George: Moving on to my next opponent, Mr. Priest. Oh my, here is a definition of someone who always a have a chip on his shoulders. Every time we see him, he always angry and always think that he has something to prove. A man his stature needs to calm down before he gets a heart attack. Seriously, I mean look at him. He and his little minions are “attempting” to wreck havoc in MCW because they feel that they have been ignored for too long. If you ask me, they are acting like bunch of babies. If you want respect, then do something about it. I’m not talking about attacking announcers or other defenceless wrestlers like Bullrush from behind. That is not proving yourself. Although I have to admit that the tactics you guys pulled made you noticed from the MCW fans and the MCW managements. I give props to you Priest and your little minions for your attention whoring actions actually working. Good job!

But, where did that take you? Priest, you had a chance to win the Elite championship…and then you blew it! All that bitching and whining about not getting much respect ended up backfiring, don’t you say? You’re now the laughing stock of MCW once again and nobody can take you and your group members seriously anymore. Poor Priest. On top of that, you went from main venting a PPV to having a match against a rookie like me. Ah that sucks! I know you’re pissed off that you have to face a rookie. I bet you’re probably preparing to rant about how MCW is once again giving you an unfair treatment and treating you like shit. I bet you’re probably calling me a good for nothing rookie that doesn’t deserved to even lace up your shoes! Oh, I can picture your reactions, your words, your expressions and it is just making me smile in delight. Let’s face it. I have nothing to lose and everything to gain. Do you know what would happen to my stock after I defeat you? It would go up the roof! My popularity would rise too and soon people will realize that I’m the future of this company. Oh I can imagine and dream big. Dreams are something that we should be fuel with and not anger. Dreams can turn to reality if you put your mind to it and ignoring the negatives.


Now George starts to daydreamed, thinking of the many possibilities of what would happen to him after he defeats Priest on Wednesday. It takes a while before he shakes off the thoughts and continued his shoot.

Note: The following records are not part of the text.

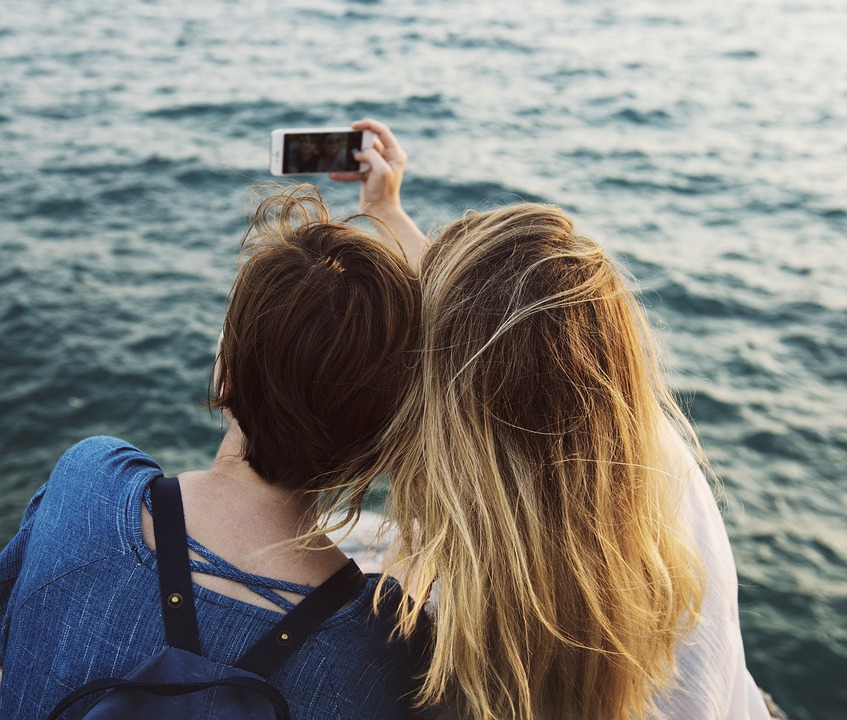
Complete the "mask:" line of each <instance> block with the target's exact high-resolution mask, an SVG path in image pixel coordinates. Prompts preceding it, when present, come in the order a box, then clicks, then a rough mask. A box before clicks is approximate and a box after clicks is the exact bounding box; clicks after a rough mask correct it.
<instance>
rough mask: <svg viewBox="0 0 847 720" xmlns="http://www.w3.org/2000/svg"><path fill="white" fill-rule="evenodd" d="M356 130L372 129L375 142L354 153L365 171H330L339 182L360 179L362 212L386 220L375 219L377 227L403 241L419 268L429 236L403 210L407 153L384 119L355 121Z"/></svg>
mask: <svg viewBox="0 0 847 720" xmlns="http://www.w3.org/2000/svg"><path fill="white" fill-rule="evenodd" d="M353 128H354V129H355V130H370V131H371V132H373V134H374V139H373V145H372V146H371V147H369V148H367V149H366V150H362V151H360V152H357V153H355V154H354V155H353V157H355V158H356V160H358V161H359V162H363V163H367V164H368V166H369V167H368V169H367V170H366V171H365V172H364V173H330V174H329V177H330V178H331V179H333V180H337V181H338V182H361V183H362V187H361V189H360V191H359V204H360V205H361V208H362V212H364V213H367V214H368V215H370V216H371V217H374V218H376V219H377V220H380V221H381V222H383V223H385V225H386V226H388V228H389V229H390V231H391V232H390V233H386V232H385V229H384V228H383V227H382V226H381V225H380V224H379V223H376V228H377V231H378V232H379V233H380V234H383V235H385V236H386V237H388V236H390V235H391V234H392V233H393V236H394V237H392V238H391V239H393V240H394V239H396V240H398V241H399V242H400V245H401V247H402V249H403V252H404V253H405V255H406V258H407V259H408V261H409V262H410V264H411V265H412V267H413V268H415V269H417V268H418V267H419V264H420V257H421V255H422V254H423V251H424V250H425V249H426V247H427V240H426V237H425V236H424V234H423V233H422V232H421V231H420V230H419V229H418V227H417V225H415V223H414V222H413V221H412V219H411V218H410V217H409V216H408V215H407V214H406V211H405V210H403V206H402V205H401V203H400V185H401V183H402V182H403V170H404V168H405V167H406V153H405V152H404V151H403V148H401V147H400V143H398V142H397V138H396V137H394V133H392V132H391V130H390V129H389V128H388V126H387V125H386V124H385V123H381V122H379V121H377V120H373V119H370V118H368V119H366V120H359V121H357V122H354V123H353Z"/></svg>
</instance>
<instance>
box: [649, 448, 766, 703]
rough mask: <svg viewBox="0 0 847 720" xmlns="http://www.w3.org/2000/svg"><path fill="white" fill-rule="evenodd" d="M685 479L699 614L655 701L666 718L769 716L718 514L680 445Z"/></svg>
mask: <svg viewBox="0 0 847 720" xmlns="http://www.w3.org/2000/svg"><path fill="white" fill-rule="evenodd" d="M676 442H677V444H678V446H679V447H680V448H681V449H682V459H681V462H683V463H684V464H685V466H684V467H683V468H682V472H681V473H680V475H681V477H683V478H685V479H687V481H688V485H687V487H686V489H685V494H684V495H683V497H682V503H681V507H680V511H681V513H682V518H683V522H684V524H685V527H686V529H687V530H688V532H689V533H690V535H691V538H692V540H693V541H694V544H695V547H696V549H697V551H698V553H699V554H700V557H701V559H702V562H703V568H704V569H705V571H706V594H705V597H704V598H703V605H702V607H701V615H702V618H701V620H700V622H699V623H698V624H697V625H696V626H695V628H694V630H693V631H692V632H691V633H690V634H689V635H688V636H687V637H685V638H684V639H683V640H682V641H681V643H680V645H679V647H678V648H677V652H676V660H677V664H678V666H679V678H678V680H677V686H676V689H674V690H673V691H671V693H670V694H669V695H668V696H667V697H664V698H662V699H660V701H659V702H658V703H657V704H658V706H659V709H660V710H662V712H663V713H664V718H666V720H770V718H771V715H770V713H769V712H768V709H767V706H766V705H765V701H764V699H763V697H762V694H761V692H760V691H759V689H758V687H756V683H755V682H754V680H753V678H752V677H751V676H750V673H749V672H748V671H747V666H746V664H745V660H744V645H743V643H742V640H741V629H740V627H739V623H738V577H737V574H736V570H735V561H734V560H733V557H732V550H731V548H730V545H729V538H728V537H727V534H726V528H725V527H724V523H723V518H721V514H720V511H719V510H718V506H717V503H716V502H715V499H714V497H713V495H712V491H711V489H710V487H709V483H708V482H707V480H706V478H705V477H704V475H703V472H702V471H701V470H700V468H699V467H698V465H697V463H696V462H695V460H694V458H693V457H692V456H691V453H690V452H689V451H688V450H687V449H684V448H682V442H681V441H680V440H678V439H677V441H676Z"/></svg>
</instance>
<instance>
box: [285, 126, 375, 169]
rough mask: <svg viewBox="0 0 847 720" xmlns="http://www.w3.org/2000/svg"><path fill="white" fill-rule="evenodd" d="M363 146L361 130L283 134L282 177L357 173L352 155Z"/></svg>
mask: <svg viewBox="0 0 847 720" xmlns="http://www.w3.org/2000/svg"><path fill="white" fill-rule="evenodd" d="M361 147H362V131H361V130H351V131H349V132H305V133H286V134H285V136H284V141H283V148H282V172H283V174H284V175H289V174H293V175H296V174H299V173H319V172H359V161H358V160H356V159H354V158H353V153H354V152H356V151H357V150H359V149H360V148H361Z"/></svg>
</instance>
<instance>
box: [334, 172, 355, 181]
mask: <svg viewBox="0 0 847 720" xmlns="http://www.w3.org/2000/svg"><path fill="white" fill-rule="evenodd" d="M362 175H363V173H330V174H329V179H330V180H335V181H336V182H359V181H361V179H362Z"/></svg>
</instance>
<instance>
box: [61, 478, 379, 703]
mask: <svg viewBox="0 0 847 720" xmlns="http://www.w3.org/2000/svg"><path fill="white" fill-rule="evenodd" d="M151 494H152V501H153V508H154V511H155V512H154V514H153V526H154V535H155V538H156V557H157V560H158V567H159V590H160V592H161V596H162V616H163V619H164V622H165V638H166V640H167V647H165V648H164V650H162V651H160V652H159V653H157V654H156V655H154V656H152V657H150V658H148V659H147V660H145V661H144V662H143V663H141V664H140V665H138V666H137V667H135V668H134V669H133V670H132V671H131V672H130V673H129V674H127V675H126V676H124V677H119V678H118V677H110V678H103V679H100V680H93V681H92V682H89V683H86V684H85V685H83V686H82V687H80V688H78V689H77V690H75V691H73V692H72V693H70V694H69V695H68V696H67V697H65V698H64V699H63V700H62V701H61V702H60V703H59V704H58V705H57V706H56V707H55V708H54V710H53V712H52V713H51V714H50V716H49V717H48V720H56V719H57V718H59V716H60V715H61V714H62V713H63V712H65V710H67V709H68V708H70V707H71V706H72V705H74V704H76V703H77V702H78V701H80V700H82V699H84V698H89V696H91V695H92V694H94V693H100V692H103V691H104V690H105V691H107V692H105V694H104V695H103V696H102V697H101V698H100V700H99V701H98V702H97V703H96V704H95V705H94V706H93V707H91V708H90V709H89V711H88V712H87V713H86V714H85V715H84V716H83V717H84V718H85V720H105V719H106V718H110V719H114V718H121V719H122V720H132V719H133V718H145V719H147V718H151V717H171V718H177V719H181V718H192V720H194V718H198V719H202V720H233V719H235V718H239V719H240V718H255V719H256V720H290V718H291V715H290V713H289V710H288V704H287V703H286V701H285V698H283V696H282V694H281V693H280V692H279V691H278V690H277V689H276V688H275V687H273V686H272V685H270V684H269V683H268V682H267V680H266V679H265V678H266V677H268V675H270V673H271V672H273V671H274V670H275V669H276V668H278V667H280V666H281V665H282V664H283V663H284V662H285V661H286V660H287V659H288V658H289V657H290V656H291V655H292V653H293V652H294V651H295V650H296V649H297V648H298V647H300V645H302V644H303V643H304V642H305V641H306V640H307V639H308V638H309V636H310V635H311V634H312V633H313V632H315V631H316V630H317V629H318V627H320V625H321V623H322V622H323V621H324V620H325V619H326V618H328V617H330V616H331V615H333V614H334V613H336V612H337V611H338V610H339V609H341V608H342V607H343V606H344V605H346V604H347V603H348V602H350V601H351V600H352V599H353V598H354V597H356V595H358V594H359V593H360V592H361V590H362V588H364V586H365V576H364V575H363V574H362V572H361V570H359V568H358V567H357V566H356V563H355V562H353V561H352V560H351V561H350V562H349V563H347V565H345V566H344V567H343V568H342V569H341V570H339V571H338V572H336V573H335V574H334V575H333V576H332V577H330V578H329V579H328V580H327V581H326V582H324V583H322V584H321V585H319V586H318V587H317V588H315V589H314V590H313V591H312V592H311V593H310V594H309V595H307V596H305V597H304V598H303V600H301V601H300V603H299V604H298V605H297V606H296V607H295V608H294V609H293V610H291V612H289V613H287V614H286V615H285V617H283V619H282V620H280V622H278V623H277V624H276V625H275V626H274V627H273V629H272V630H271V631H270V632H268V633H267V634H266V635H265V636H263V637H262V638H260V639H259V640H258V642H256V644H255V645H253V647H251V648H249V649H248V650H247V652H245V653H244V655H243V656H242V657H241V658H240V659H239V660H238V661H237V662H236V663H235V665H234V666H230V665H224V664H222V663H216V662H212V661H211V660H207V659H206V658H204V657H203V656H202V655H201V654H200V636H199V634H198V631H197V616H196V614H195V610H194V593H193V592H192V589H191V570H190V566H189V563H188V547H187V544H186V533H185V519H184V517H183V510H182V496H181V494H180V491H179V482H178V481H177V480H176V478H164V477H160V478H157V479H156V480H154V481H153V485H152V488H151ZM295 720H296V719H295Z"/></svg>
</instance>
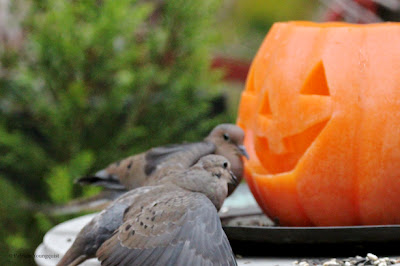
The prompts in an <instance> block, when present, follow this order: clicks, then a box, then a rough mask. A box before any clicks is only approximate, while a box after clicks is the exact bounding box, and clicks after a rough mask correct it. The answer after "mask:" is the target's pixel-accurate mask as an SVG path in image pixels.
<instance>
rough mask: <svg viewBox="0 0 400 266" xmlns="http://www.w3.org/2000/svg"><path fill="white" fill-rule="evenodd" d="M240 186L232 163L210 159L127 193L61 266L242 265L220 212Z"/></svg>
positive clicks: (219, 157) (64, 257)
mask: <svg viewBox="0 0 400 266" xmlns="http://www.w3.org/2000/svg"><path fill="white" fill-rule="evenodd" d="M229 183H234V184H236V183H237V180H236V178H235V176H234V175H233V173H232V172H231V171H230V163H229V162H228V160H227V159H226V158H224V157H222V156H219V155H207V156H205V157H203V158H201V159H200V160H199V161H198V162H197V163H196V164H195V165H193V166H192V167H190V168H189V169H187V170H171V171H169V173H168V175H167V176H165V177H164V178H162V179H161V180H160V183H159V185H157V186H147V187H140V188H137V189H134V190H131V191H129V192H127V193H125V194H124V195H123V196H121V197H119V198H118V199H117V200H116V201H114V202H113V203H112V204H111V205H110V206H109V207H107V208H106V209H105V210H103V211H102V212H101V213H99V214H98V215H97V216H96V217H95V218H93V220H92V221H91V222H90V223H89V224H87V225H86V226H85V227H84V228H83V229H82V230H81V232H80V233H79V234H78V236H77V238H76V239H75V241H74V243H73V244H72V247H71V248H70V249H69V250H68V252H67V253H66V254H65V255H64V257H63V258H62V259H61V261H60V262H59V264H58V265H59V266H61V265H78V264H80V263H82V262H83V261H84V260H86V259H89V258H92V257H94V256H95V255H96V256H97V257H98V259H99V260H100V261H101V262H102V265H237V264H236V260H235V257H234V254H233V252H232V249H231V247H230V244H229V241H228V239H227V237H226V235H225V233H224V231H223V229H222V226H221V222H220V219H219V217H218V214H217V211H218V210H219V209H220V208H221V206H222V204H223V202H224V200H225V198H226V197H227V195H228V184H229Z"/></svg>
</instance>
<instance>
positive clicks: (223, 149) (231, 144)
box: [77, 124, 248, 194]
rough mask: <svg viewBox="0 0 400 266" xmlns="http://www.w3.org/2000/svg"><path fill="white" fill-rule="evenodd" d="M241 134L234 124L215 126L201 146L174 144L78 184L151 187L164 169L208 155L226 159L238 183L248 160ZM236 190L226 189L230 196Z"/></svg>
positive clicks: (169, 145) (154, 149)
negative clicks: (155, 178) (242, 158)
mask: <svg viewBox="0 0 400 266" xmlns="http://www.w3.org/2000/svg"><path fill="white" fill-rule="evenodd" d="M243 139H244V132H243V130H242V129H241V128H240V127H238V126H236V125H233V124H221V125H218V126H216V127H215V128H214V129H213V130H212V131H211V132H210V134H209V135H208V136H207V137H206V138H205V139H204V141H202V142H196V143H185V144H175V145H168V146H163V147H157V148H152V149H150V150H148V151H146V152H143V153H140V154H137V155H133V156H130V157H128V158H126V159H123V160H121V161H118V162H115V163H112V164H110V165H109V166H108V167H107V168H105V169H103V170H101V171H99V172H97V173H96V174H95V175H94V176H89V177H83V178H80V179H78V180H77V182H78V183H80V184H91V185H97V186H103V187H105V188H109V189H122V190H125V189H128V190H130V189H133V188H137V187H140V186H144V185H148V184H154V183H156V182H154V180H152V176H154V173H156V172H157V171H159V170H160V169H162V168H164V167H173V168H176V169H188V168H189V167H190V166H192V165H193V164H195V163H196V162H197V161H198V160H199V159H200V158H201V157H203V156H205V155H207V154H218V155H222V156H224V157H226V158H227V159H228V160H229V162H230V163H231V165H232V171H233V173H234V174H235V176H236V177H237V178H238V180H239V182H240V181H241V179H242V176H243V160H242V156H246V157H248V154H247V152H246V149H245V148H244V146H243ZM235 188H236V187H235V186H230V187H229V194H231V193H232V192H233V190H234V189H235Z"/></svg>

George: It’s quite simple. I’m going to use you like a 5$ dollar hooker and make myself famous. As for you, well, you will continue going back down the ranks like you rightfully belong, while still fuelled by anger. Your threats are meaningless as we have seen at Deliverance and nobody cares about what you say anymore. Can you imagine the torments you will get after you lose to me? Damn. Let’s face it Priest…you have a lot to lose unlike me. The pressure is on you now while I’m just chilling like a villain. Come on Wednesday, I expect you to bring you’re a-game and hopefully you don’t treat me like a rookie. As for me, I’m just going to continue what I do best…proving the haters wrong! Come Wednesday, there is a high possibility that I will get my first win and impressed the MCW world. To be honest, I like my odds of winning, but I can’t say the same for you. I’m not being a cocky, I’m being confident. I hope I hear from you soon Mr. Priest. Goodbye for now.

George grabs his beer and leaves the young lady all alone as the screen fades to black.